A strong positive correlation between BMI and cadmium concentration, TSH, and once fT3/fT4 was found in our studies. These correlations show that the higher the BMI value, the higher the concentration of U-Cd and the concentration of thyroid hormones (
Table 2). The literature data show a relationship between U-Cd levels and obesity. Studies by Green et al. [
78] indicate that there is a relationship between the presence of cadmium in the blood of pregnant women and an increased risk of adolescent obesity in offspring obesity. Additionally, this trend was tested in an animal model (zebrafish), in which exposure to Cd was also associated with increased obesity [
79]. On the other hand, in the case of the influence of BMI on the thyroid gland, studies were also carried out on women, in which high maternal BMI coincides with the immature histological phenotype, affecting the thyroid gland of female fetuses [
80]. In turn, another study related to the Korean population showed that the risk of an underactive thyroid gland increased gradually with blood cadmium content in men, while no such correlation was observed in the case of women [
76].
Despite the above information, we have not encountered any studies that directly refer to the correlation between the concentration of U-Cd, thyroid hormones, and BMI.
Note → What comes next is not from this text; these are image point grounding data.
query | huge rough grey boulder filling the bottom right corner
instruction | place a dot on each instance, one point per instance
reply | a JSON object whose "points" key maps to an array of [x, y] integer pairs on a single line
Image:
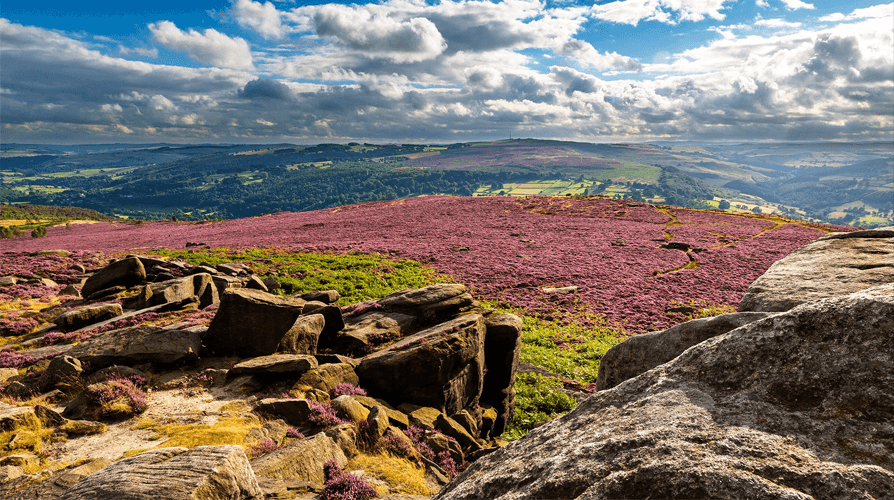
{"points": [[796, 405]]}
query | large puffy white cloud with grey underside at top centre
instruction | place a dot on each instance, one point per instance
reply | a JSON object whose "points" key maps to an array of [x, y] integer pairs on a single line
{"points": [[410, 40]]}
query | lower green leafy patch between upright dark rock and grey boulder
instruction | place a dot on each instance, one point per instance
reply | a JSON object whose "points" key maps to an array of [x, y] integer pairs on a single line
{"points": [[538, 399]]}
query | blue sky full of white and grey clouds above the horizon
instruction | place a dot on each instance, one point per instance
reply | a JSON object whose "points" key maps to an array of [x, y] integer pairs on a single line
{"points": [[245, 71]]}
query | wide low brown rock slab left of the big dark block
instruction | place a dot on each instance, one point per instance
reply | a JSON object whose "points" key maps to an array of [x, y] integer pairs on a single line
{"points": [[138, 344]]}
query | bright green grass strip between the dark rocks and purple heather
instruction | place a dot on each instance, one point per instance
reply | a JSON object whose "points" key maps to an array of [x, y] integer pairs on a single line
{"points": [[356, 276]]}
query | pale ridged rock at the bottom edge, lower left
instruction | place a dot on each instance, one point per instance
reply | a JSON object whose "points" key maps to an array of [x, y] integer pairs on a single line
{"points": [[206, 472]]}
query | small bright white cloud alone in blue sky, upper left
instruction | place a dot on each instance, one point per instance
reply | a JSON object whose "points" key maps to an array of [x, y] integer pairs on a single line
{"points": [[210, 47]]}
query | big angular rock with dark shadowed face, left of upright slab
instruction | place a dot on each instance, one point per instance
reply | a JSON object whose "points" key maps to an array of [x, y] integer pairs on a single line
{"points": [[442, 367]]}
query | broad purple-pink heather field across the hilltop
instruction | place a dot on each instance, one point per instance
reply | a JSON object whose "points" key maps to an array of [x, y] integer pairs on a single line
{"points": [[507, 249]]}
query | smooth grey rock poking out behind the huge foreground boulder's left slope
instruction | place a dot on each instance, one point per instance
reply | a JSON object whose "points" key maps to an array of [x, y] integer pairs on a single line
{"points": [[640, 353]]}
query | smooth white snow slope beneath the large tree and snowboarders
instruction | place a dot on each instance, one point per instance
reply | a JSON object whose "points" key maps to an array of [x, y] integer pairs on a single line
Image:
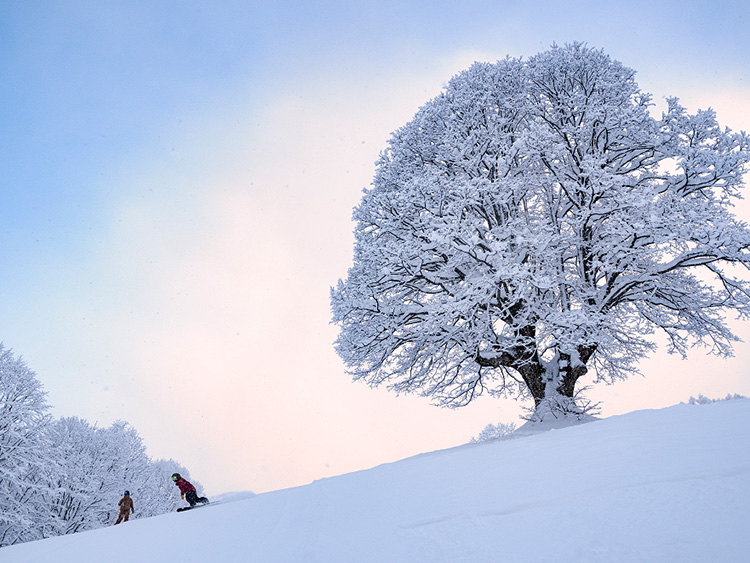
{"points": [[671, 485]]}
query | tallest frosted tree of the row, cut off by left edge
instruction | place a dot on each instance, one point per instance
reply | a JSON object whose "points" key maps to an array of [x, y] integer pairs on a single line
{"points": [[23, 446]]}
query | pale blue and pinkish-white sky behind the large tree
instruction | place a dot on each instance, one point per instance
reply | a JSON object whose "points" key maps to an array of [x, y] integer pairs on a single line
{"points": [[176, 186]]}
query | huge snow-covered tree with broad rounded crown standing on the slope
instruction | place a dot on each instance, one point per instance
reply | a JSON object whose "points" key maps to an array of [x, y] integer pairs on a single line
{"points": [[535, 222]]}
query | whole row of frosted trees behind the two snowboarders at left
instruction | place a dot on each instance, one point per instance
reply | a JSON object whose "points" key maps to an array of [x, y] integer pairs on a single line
{"points": [[61, 476]]}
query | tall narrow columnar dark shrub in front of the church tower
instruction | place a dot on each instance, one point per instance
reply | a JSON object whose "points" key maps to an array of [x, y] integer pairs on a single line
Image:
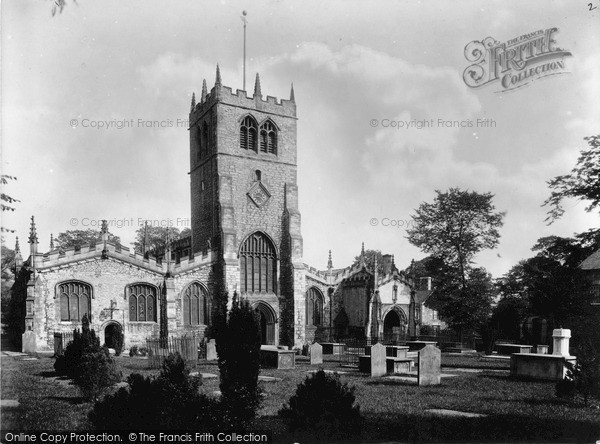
{"points": [[238, 349]]}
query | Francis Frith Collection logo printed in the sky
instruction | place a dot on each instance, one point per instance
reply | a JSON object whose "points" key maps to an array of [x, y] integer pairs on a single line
{"points": [[516, 62]]}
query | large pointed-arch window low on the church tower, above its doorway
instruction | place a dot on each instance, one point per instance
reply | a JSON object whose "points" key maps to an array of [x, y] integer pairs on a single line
{"points": [[258, 265]]}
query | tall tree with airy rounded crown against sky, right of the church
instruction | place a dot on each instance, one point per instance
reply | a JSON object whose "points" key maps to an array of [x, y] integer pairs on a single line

Advantages and Limitations of the Study
A detailed analysis of individual subgroups of patients depending on age and sex allowed for a better and more complete picture of the studied patients and the relationships between the concentration of U-Cd and U-Mn and selected biochemical parameters of thyroid function.
The limitations of the present study refer to the missing information on the intake of micronutrients and, generally, on dietary factors that could affect relationships between both toxic and essential elements. As it is well known, chronic exposure to the toxic metals is particularly dangerous to the body. Since urine testing can only show recent exposure, consideration of other types of samples, such as blood, hair, or fingernails, would add to the knowledge on the discussed subject. However, in our study, the non-invasiveness of sampling was crucial for project participants. It is worth mentioning that hormone tests are usually done prophylactically, and metal analysis is not a routinely ordered test.
Although thyroid hormone levels were examined, and no serious pathology of this gland was found in either group of our study participants, additional imaging studies (e.g., ultrasonography) could bring further information about the location, size, and echostructure of the thyroid gland as well as its vascularity at the time of testing. Another limitation of this study is the inability to relate genetic interactions with the patients’ living environment.